Traefik

Traefik (pronounced traffic) is a modern HTTP reverse proxy and load balancer that makes deploying microservices easy. Traefik integrates with your existing infrastructure components (Docker, Swarm mode, Kubernetes, Consul, Etcd, Rancher v2, Amazon ECS, …) and configures itself automatically and dynamically. Pointing Traefik at your orchestrator should be the only configuration step you need.

---

Instructions

Pre-requisites

• Registered domain name and control over DNS records
• Docker & Docker Compose
• Watchtower
• Docker Socket Proxy
• Cloudflare API Token

Folder Structure

Create following file/folder structure:

./traefik
├── data
│	├── logs
│	│	├── access.log
│	│	└── traefik.log
│   ├── acme.json
│   ├── config.yml
│   └── traefik.yml
├── cf_api_token
├── .env
└── docker-compose.yml

Warning

acme.json requires a permission value of 600. Make sure to set this using:

chmod 600 acme.json

Docker Network

Create our docker network. Our applications will communicate over this network.

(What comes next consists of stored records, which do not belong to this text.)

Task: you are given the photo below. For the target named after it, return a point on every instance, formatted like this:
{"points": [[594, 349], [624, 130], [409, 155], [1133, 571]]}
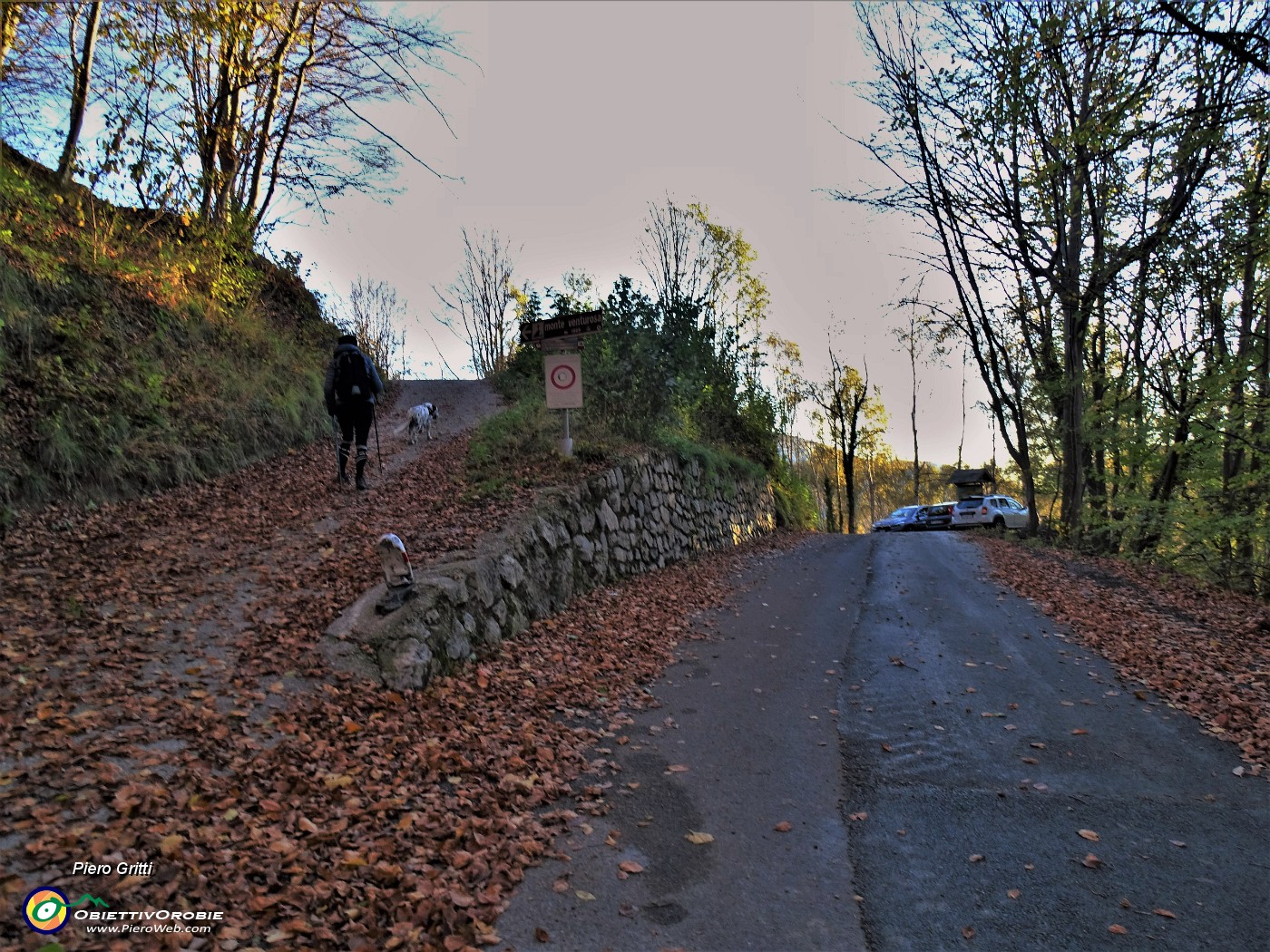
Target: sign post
{"points": [[562, 368]]}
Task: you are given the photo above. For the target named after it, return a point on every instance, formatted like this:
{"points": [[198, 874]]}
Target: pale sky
{"points": [[573, 117]]}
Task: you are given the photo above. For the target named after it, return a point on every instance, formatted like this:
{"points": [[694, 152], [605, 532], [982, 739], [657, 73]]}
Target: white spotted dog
{"points": [[421, 421]]}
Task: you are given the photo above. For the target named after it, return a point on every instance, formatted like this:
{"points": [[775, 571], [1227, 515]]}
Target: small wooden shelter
{"points": [[973, 482]]}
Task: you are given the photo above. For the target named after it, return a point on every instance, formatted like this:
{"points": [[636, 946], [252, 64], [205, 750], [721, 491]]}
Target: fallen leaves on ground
{"points": [[168, 701], [1202, 647]]}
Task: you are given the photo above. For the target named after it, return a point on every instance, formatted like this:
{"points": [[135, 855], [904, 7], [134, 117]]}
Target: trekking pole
{"points": [[375, 415], [334, 437]]}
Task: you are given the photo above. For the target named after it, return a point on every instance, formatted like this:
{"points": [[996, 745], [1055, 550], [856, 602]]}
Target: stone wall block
{"points": [[644, 514]]}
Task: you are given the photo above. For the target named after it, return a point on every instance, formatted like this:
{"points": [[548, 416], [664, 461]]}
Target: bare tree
{"points": [[480, 298], [375, 315], [845, 402], [82, 69]]}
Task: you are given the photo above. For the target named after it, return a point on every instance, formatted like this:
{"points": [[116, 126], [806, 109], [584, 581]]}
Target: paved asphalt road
{"points": [[936, 748]]}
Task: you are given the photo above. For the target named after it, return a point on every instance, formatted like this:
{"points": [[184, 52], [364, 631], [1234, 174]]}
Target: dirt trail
{"points": [[158, 645]]}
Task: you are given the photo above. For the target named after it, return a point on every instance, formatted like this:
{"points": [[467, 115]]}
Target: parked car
{"points": [[904, 520], [937, 516], [1001, 511]]}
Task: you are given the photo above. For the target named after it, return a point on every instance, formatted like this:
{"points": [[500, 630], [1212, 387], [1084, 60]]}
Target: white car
{"points": [[999, 511]]}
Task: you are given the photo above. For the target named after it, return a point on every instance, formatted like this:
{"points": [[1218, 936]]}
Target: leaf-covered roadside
{"points": [[1203, 649], [168, 704]]}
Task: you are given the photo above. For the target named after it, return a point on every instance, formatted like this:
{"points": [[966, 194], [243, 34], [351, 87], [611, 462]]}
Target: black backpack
{"points": [[352, 381]]}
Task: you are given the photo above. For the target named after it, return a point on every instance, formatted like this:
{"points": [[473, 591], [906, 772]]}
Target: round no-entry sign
{"points": [[562, 374]]}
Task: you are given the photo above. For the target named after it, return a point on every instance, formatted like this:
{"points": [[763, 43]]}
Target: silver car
{"points": [[1000, 511]]}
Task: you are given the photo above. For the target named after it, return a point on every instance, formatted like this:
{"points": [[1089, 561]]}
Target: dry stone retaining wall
{"points": [[643, 514]]}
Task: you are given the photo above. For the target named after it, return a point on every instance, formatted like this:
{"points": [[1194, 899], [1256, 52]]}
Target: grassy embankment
{"points": [[140, 351]]}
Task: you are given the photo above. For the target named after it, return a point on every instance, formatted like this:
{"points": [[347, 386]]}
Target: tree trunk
{"points": [[79, 94], [10, 18]]}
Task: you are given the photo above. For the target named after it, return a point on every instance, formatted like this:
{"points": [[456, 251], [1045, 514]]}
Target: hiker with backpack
{"points": [[351, 389]]}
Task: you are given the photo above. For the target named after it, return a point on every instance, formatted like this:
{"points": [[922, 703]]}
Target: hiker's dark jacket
{"points": [[327, 387]]}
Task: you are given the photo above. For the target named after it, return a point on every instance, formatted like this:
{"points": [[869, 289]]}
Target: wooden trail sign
{"points": [[562, 329]]}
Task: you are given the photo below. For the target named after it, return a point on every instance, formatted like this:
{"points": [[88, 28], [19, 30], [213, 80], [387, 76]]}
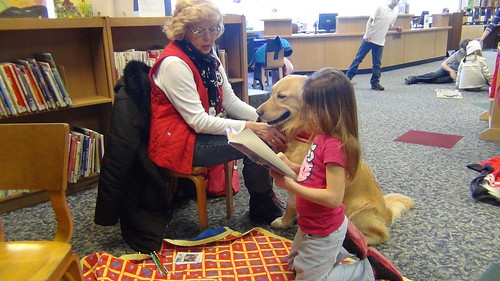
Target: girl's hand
{"points": [[269, 134]]}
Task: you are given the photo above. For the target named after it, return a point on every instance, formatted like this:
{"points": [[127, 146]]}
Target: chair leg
{"points": [[201, 201], [263, 76], [228, 169]]}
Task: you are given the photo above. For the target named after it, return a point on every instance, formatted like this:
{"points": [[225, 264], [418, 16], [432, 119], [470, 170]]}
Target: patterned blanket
{"points": [[217, 254]]}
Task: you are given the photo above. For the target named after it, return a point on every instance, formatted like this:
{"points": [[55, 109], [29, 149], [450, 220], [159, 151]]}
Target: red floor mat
{"points": [[429, 139]]}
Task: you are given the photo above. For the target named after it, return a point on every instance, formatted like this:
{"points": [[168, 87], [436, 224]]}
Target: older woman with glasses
{"points": [[190, 90]]}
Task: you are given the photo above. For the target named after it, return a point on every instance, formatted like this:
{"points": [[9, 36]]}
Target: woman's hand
{"points": [[269, 134], [279, 180]]}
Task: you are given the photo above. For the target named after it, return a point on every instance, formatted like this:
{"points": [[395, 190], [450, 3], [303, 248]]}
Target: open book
{"points": [[252, 146]]}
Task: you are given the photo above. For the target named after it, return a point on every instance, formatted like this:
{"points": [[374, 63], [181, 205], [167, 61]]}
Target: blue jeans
{"points": [[212, 150], [363, 50]]}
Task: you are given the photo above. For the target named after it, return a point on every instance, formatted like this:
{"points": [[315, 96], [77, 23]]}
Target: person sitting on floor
{"points": [[473, 73], [447, 73]]}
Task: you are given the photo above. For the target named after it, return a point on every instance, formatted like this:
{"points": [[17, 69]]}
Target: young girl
{"points": [[329, 107], [473, 73]]}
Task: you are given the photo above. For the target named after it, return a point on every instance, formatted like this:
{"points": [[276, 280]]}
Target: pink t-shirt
{"points": [[313, 218]]}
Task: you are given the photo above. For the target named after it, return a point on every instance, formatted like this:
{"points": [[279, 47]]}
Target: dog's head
{"points": [[283, 107]]}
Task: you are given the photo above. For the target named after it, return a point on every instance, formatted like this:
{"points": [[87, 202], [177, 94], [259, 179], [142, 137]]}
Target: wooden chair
{"points": [[274, 66], [35, 157], [196, 177]]}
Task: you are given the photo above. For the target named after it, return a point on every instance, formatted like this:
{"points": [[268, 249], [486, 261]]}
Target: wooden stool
{"points": [[196, 177]]}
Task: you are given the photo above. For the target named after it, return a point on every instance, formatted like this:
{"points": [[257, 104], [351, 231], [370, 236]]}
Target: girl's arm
{"points": [[331, 197], [295, 167], [486, 71]]}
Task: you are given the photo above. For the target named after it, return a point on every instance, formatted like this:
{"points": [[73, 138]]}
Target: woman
{"points": [[189, 92], [473, 73]]}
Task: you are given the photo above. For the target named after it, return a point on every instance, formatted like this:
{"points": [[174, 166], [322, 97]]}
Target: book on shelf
{"points": [[86, 151], [35, 68], [252, 146], [12, 85], [3, 109], [51, 83], [25, 89], [6, 97], [25, 67], [73, 8], [48, 58], [24, 9], [121, 58]]}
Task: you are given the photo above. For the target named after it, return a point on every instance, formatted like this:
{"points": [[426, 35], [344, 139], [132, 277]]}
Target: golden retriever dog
{"points": [[365, 205]]}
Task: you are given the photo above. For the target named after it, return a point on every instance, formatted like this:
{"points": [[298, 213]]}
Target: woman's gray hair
{"points": [[188, 12]]}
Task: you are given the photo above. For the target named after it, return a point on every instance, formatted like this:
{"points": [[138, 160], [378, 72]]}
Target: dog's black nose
{"points": [[259, 111]]}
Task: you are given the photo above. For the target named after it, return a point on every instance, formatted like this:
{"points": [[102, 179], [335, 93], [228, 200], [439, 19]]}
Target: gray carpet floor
{"points": [[447, 236]]}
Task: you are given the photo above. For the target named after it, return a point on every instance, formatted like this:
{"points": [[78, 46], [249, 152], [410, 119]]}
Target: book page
{"points": [[252, 146]]}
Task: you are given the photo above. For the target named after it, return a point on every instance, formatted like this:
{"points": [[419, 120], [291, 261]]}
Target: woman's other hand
{"points": [[269, 134]]}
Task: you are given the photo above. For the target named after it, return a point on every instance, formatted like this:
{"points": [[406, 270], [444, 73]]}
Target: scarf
{"points": [[206, 65]]}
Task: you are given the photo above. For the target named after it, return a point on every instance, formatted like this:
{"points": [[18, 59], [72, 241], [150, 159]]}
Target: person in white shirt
{"points": [[473, 73], [190, 91], [377, 27]]}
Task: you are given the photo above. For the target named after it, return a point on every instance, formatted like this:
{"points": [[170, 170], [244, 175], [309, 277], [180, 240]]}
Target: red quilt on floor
{"points": [[429, 139], [255, 255]]}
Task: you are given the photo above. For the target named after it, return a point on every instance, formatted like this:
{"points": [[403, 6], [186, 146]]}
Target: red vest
{"points": [[171, 141]]}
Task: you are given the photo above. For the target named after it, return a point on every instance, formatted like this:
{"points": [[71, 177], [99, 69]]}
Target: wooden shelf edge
{"points": [[29, 199], [30, 23]]}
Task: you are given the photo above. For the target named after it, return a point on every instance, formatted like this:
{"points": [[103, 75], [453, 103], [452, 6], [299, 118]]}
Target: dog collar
{"points": [[303, 137]]}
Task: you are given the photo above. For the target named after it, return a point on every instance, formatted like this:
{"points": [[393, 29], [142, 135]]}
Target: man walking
{"points": [[377, 27]]}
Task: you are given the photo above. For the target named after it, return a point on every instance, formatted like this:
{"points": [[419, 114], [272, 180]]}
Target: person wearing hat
{"points": [[473, 72], [447, 73]]}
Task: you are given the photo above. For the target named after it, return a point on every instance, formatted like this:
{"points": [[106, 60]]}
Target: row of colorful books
{"points": [[31, 85], [122, 58], [86, 148]]}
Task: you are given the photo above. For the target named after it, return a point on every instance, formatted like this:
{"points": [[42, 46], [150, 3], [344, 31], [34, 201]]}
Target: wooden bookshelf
{"points": [[492, 115], [83, 50], [80, 49], [144, 33]]}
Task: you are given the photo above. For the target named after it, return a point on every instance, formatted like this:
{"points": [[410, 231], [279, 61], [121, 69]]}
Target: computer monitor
{"points": [[422, 18], [328, 22]]}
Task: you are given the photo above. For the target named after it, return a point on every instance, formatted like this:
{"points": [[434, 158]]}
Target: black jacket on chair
{"points": [[131, 188]]}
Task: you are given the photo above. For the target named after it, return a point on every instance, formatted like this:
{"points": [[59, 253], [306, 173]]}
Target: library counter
{"points": [[314, 51]]}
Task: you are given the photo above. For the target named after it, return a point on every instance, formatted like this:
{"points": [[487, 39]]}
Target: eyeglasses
{"points": [[212, 31]]}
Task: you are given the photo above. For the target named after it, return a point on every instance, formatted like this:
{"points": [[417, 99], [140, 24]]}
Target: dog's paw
{"points": [[278, 223]]}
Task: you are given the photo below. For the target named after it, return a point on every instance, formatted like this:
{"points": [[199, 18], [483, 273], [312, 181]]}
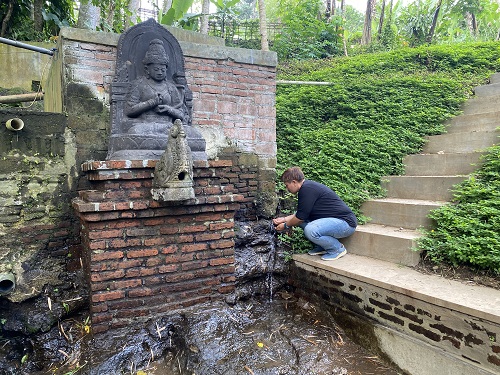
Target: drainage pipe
{"points": [[19, 98], [7, 283], [28, 46], [14, 124]]}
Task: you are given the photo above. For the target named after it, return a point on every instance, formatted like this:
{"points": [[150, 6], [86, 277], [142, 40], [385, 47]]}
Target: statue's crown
{"points": [[156, 53]]}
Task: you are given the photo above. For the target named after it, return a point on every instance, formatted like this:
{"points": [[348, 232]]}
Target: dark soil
{"points": [[460, 273]]}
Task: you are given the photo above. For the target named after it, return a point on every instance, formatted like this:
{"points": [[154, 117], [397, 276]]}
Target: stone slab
{"points": [[475, 300]]}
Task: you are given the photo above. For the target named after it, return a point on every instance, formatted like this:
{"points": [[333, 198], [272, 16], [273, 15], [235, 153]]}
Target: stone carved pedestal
{"points": [[145, 257]]}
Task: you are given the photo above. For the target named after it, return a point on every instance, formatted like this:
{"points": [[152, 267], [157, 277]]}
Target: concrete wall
{"points": [[421, 337], [233, 88], [41, 164], [20, 67]]}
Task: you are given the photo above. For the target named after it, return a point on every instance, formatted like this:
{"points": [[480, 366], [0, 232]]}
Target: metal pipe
{"points": [[28, 46], [7, 283], [14, 124], [19, 98]]}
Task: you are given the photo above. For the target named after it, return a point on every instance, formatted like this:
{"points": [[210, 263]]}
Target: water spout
{"points": [[7, 283]]}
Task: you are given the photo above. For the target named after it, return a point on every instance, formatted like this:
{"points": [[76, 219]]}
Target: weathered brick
{"points": [[423, 331], [142, 253], [102, 276], [108, 296]]}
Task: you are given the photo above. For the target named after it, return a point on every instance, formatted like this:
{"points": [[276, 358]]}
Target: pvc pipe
{"points": [[7, 283], [14, 124], [19, 98], [28, 46]]}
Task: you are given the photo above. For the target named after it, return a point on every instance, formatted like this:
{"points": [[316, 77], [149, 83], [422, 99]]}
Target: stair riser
{"points": [[488, 90], [461, 142], [435, 188], [390, 249], [473, 123], [441, 164], [409, 216], [481, 105]]}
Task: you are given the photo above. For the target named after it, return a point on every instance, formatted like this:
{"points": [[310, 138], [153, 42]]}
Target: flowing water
{"points": [[285, 336]]}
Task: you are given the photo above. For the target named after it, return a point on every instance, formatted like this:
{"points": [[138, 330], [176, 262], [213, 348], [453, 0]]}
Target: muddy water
{"points": [[286, 336]]}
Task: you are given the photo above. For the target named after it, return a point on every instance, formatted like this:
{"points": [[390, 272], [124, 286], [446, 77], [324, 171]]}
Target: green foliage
{"points": [[306, 34], [467, 230], [378, 108]]}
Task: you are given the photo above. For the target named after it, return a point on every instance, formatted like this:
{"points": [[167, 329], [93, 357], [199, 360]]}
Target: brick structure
{"points": [[144, 257], [364, 310]]}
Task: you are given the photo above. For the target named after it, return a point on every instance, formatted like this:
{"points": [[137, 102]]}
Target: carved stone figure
{"points": [[148, 94], [173, 177]]}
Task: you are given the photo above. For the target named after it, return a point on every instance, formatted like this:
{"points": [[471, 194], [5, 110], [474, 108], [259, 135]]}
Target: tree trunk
{"points": [[342, 11], [38, 15], [167, 4], [381, 21], [471, 22], [434, 22], [263, 26], [205, 10], [6, 19], [330, 9], [111, 14], [89, 16], [367, 28], [133, 6]]}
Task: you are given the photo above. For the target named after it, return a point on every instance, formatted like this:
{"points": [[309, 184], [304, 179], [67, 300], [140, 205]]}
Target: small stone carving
{"points": [[173, 177], [148, 94]]}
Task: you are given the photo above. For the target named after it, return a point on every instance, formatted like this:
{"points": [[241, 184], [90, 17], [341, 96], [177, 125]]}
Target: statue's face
{"points": [[157, 71]]}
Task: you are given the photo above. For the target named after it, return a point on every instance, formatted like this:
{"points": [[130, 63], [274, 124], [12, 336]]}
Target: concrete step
{"points": [[441, 164], [479, 301], [460, 142], [487, 90], [403, 213], [391, 244], [473, 123], [495, 78], [481, 105], [431, 188]]}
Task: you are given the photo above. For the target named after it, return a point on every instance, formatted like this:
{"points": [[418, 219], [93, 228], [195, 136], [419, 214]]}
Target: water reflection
{"points": [[286, 336]]}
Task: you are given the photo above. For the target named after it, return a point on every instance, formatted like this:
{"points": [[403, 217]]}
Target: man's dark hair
{"points": [[292, 173]]}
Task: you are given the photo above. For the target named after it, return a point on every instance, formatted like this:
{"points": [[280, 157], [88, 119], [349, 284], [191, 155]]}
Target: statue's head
{"points": [[156, 60]]}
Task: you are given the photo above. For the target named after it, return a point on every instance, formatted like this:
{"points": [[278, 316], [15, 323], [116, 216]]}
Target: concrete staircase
{"points": [[377, 278], [445, 160]]}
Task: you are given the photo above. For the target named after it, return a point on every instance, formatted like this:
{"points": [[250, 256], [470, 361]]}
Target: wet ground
{"points": [[286, 336]]}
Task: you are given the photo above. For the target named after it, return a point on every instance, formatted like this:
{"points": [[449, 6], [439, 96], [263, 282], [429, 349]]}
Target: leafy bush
{"points": [[468, 230], [377, 109]]}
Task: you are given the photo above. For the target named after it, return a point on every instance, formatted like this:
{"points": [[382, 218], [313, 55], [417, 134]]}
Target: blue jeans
{"points": [[324, 232]]}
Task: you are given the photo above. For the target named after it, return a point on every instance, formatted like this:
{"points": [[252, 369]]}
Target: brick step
{"points": [[432, 188], [402, 213], [391, 244], [442, 164], [461, 142]]}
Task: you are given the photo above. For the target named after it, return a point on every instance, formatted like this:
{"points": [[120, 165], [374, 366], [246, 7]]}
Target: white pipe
{"points": [[7, 283], [14, 124]]}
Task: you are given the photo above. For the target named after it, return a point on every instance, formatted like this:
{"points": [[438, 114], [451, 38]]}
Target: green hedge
{"points": [[468, 230], [377, 110]]}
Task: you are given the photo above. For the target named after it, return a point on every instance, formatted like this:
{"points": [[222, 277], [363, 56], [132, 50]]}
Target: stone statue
{"points": [[152, 96], [148, 94], [173, 176]]}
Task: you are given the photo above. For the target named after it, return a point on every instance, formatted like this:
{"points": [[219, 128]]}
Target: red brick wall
{"points": [[144, 257]]}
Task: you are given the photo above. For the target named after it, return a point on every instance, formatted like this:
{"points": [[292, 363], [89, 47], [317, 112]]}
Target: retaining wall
{"points": [[144, 257], [421, 336]]}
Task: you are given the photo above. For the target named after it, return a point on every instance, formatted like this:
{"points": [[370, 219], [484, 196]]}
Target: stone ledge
{"points": [[478, 301], [83, 206]]}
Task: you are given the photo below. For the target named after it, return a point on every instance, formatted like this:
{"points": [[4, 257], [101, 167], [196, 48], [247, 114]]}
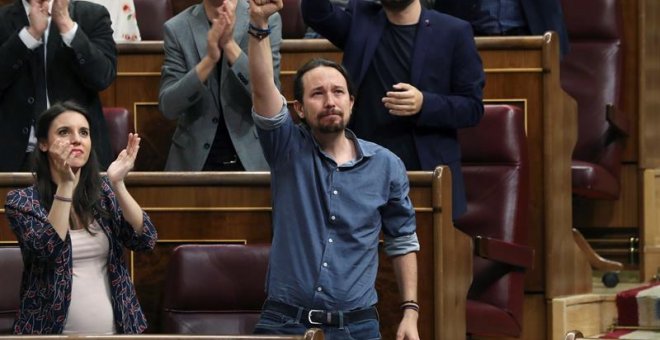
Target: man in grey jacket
{"points": [[205, 87]]}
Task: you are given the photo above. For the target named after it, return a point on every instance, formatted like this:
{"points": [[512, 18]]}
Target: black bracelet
{"points": [[410, 306], [63, 199]]}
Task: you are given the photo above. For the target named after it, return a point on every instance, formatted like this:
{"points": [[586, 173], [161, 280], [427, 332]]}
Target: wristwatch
{"points": [[258, 33]]}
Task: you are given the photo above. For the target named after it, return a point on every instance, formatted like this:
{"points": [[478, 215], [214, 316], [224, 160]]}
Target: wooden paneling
{"points": [[518, 69], [236, 208], [312, 334], [630, 81], [590, 313], [649, 83], [534, 320], [651, 225], [156, 133]]}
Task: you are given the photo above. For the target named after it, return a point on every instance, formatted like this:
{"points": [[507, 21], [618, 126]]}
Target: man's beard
{"points": [[396, 5], [332, 127]]}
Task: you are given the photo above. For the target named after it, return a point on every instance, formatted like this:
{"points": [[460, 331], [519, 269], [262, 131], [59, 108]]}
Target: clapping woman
{"points": [[72, 226]]}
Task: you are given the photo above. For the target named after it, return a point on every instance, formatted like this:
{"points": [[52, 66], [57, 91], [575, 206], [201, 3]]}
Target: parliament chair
{"points": [[120, 123], [293, 26], [496, 170], [11, 267], [215, 289], [151, 16], [592, 74]]}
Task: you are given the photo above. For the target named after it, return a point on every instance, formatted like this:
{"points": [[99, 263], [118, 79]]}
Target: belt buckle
{"points": [[309, 316], [234, 160]]}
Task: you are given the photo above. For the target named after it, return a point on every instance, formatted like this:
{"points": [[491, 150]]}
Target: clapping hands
{"points": [[222, 29], [118, 170], [261, 10]]}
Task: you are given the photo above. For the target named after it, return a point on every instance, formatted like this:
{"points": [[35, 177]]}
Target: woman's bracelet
{"points": [[410, 304], [63, 199]]}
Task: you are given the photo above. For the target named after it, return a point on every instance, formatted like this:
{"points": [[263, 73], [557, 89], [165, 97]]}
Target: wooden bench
{"points": [[200, 207]]}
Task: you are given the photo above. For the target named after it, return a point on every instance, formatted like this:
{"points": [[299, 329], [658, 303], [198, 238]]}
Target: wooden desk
{"points": [[236, 208], [522, 71]]}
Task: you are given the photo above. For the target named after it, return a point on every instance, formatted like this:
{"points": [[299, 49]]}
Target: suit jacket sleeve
{"points": [[15, 58], [462, 106], [240, 69], [332, 22], [94, 50]]}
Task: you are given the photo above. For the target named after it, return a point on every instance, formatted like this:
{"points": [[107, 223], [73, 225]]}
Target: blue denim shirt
{"points": [[327, 218]]}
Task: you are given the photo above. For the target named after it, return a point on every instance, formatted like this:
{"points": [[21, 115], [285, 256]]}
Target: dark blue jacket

docker network create proxy

.env

Info

Generating a password is only necessary if using the dashboard. In production use this is generally not recommended. If using the dashboard don’t expose it to the internet or look into a proper authentication service e.g. Zitadel, Authelia, Authentik, or Keycloak. However, it is useful for testing if our staging certificate works when setting up for the first time.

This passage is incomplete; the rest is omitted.